Combattre le sentiment d’impuissance

Il n’y a pas d’intention de détruire la planète, donc la responsabilité de sa destruction et de son sauvetage est diluée. Comme le rappelle Matthieu Ricard, les humains sont équipés pour réagir aux dangers immédiats, or la crise du système Terre ne montre pas son caractère urgent. 

Pour réussir à se mobiliser, malgré le sentiment que nos actions individuelles sont insignifiantes, il faut identifier que la responsabilité est universelle et comprendre la notion de masse critique : il suffit qu’un petit pourcentage de la population trouve inacceptable de ne pas agir pour que la société bascule

L’éducation pour un monde plus altruiste. 

Flore Vasseur raconte ce qu’Edward Snowden lui a confié : toutes les solutions à nos problèmes existent. Ce qui manque, c’est la culture qui les rendent applicables. 

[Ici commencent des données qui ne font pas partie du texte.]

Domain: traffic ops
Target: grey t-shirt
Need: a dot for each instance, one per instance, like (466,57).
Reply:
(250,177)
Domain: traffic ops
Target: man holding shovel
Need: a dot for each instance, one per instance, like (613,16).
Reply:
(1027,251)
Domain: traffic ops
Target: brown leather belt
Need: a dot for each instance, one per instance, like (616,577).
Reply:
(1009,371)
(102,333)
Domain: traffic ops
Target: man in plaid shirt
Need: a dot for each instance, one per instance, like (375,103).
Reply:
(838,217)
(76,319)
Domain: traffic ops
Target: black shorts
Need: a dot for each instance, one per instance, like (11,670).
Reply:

Matthieu Ricard propose de rejeter la supposition que les valeurs morales sont toutes culturellement relatives pour enfin pouvoir enseigner certains principes à l’école : solidarité, sentience, évitement des souffrances inutiles. Cependant, Flore nous rappelle : “On parle de l’éducation des enfants, mais commençons par nous, les adultes !”  

L’interdépendance

On s’inquiète de la disparition des abeilles, mais je viens ici vous dire que ça attaque nos enfants maintenant !

Flore Vasseur

Nous ne sommes pas séparés de la nature, comme l’arrogance humaine veut nous le faire croire. L’émerveillement a un rôle à jouer dans cette reconnexion. Le fondateur de Karuna-Shechen partage : « On sort forcément de la bulle de l’égo, quand on est devant la beauté sauvage de la nature. C’est plus grand que soi, ça dépasse l’individu ».

La peur et l’égo

Matthieu Ricard éclaire le lien entre ces deux notions : la peur vient d’être centré sur soi-même, de se croire indépendant de ce qui nous entoure. Cela est en porte-à-faux avec la réalité, interdépendante, et engendre donc des comportements dysfonctionnels, pour soi, les autres et le vivant. Le monde surgit en ennemi, des menaces innombrables face à un individu. 

Se décentrer de soi permet une diminution de la menace. L’intrépidité, c’est l’état dans lequel nous n’avons plus rien à perdre, ni rien à gagner, mais tout à donner. Alors, intervient le courage, et l’engagement compassionnel. Comme un médecin qui agit pour ses patients avec précision, sans pleurer chaque douleur, mais qui soigne les blessures. Cette analyse, énoncée par Matthieu, est partagée par Flore, qu’elle a reçue des protagonistes du documentaire : l’engagement est possible lorsque l’on met son ego “dans une petite boîte”, que l’on s’en détache, même un instant, imparfaitement. On devient connecté à plus grand que soi. 

Une jeunesse en souffrance

Difficile de demander à ce que chacun s’ouvre aux autres, quand la relation à soi est si douloureuse. Matthieu rappelle les chiffres de la scarification en Europe, et le besoin du soin. Des personnes pensent que le bonheur leur est interdit. Flore renchérit, les perspectives de la crise environnementale rendent les gens, surtout les moins de 30 ans, angoissés et pessimistes quant à leur futur : c’est l’éco-anxiété. Elle appuie : l’éco-anxiété, ce n’est pas l’accumulation de mauvaises nouvelles, c’est le silence dans les familles, l’impossibilité pour les enfants et les jeunes d’y trouver un espace pour partager leur angoisse

Vers un monde plus altruiste

Avec l’égoïsme, tout le monde est perdant. Avec l’altruisme, tout le monde est gagnant. Il s’agit du seul concept capable de réunir les trois échelles de temps : court, moyen et long terme.

Matthieu Ricard

Cette conversation éclaire les barrières à l’engagement, et tisse des ponts nécessaires entre des générations qui ne se comprennent pas : les jeunes, angoissés, qui se sentent seuls, et les adultes, désarmés, qui ne prennent pas conscience de leur propre besoin de changement intérieur.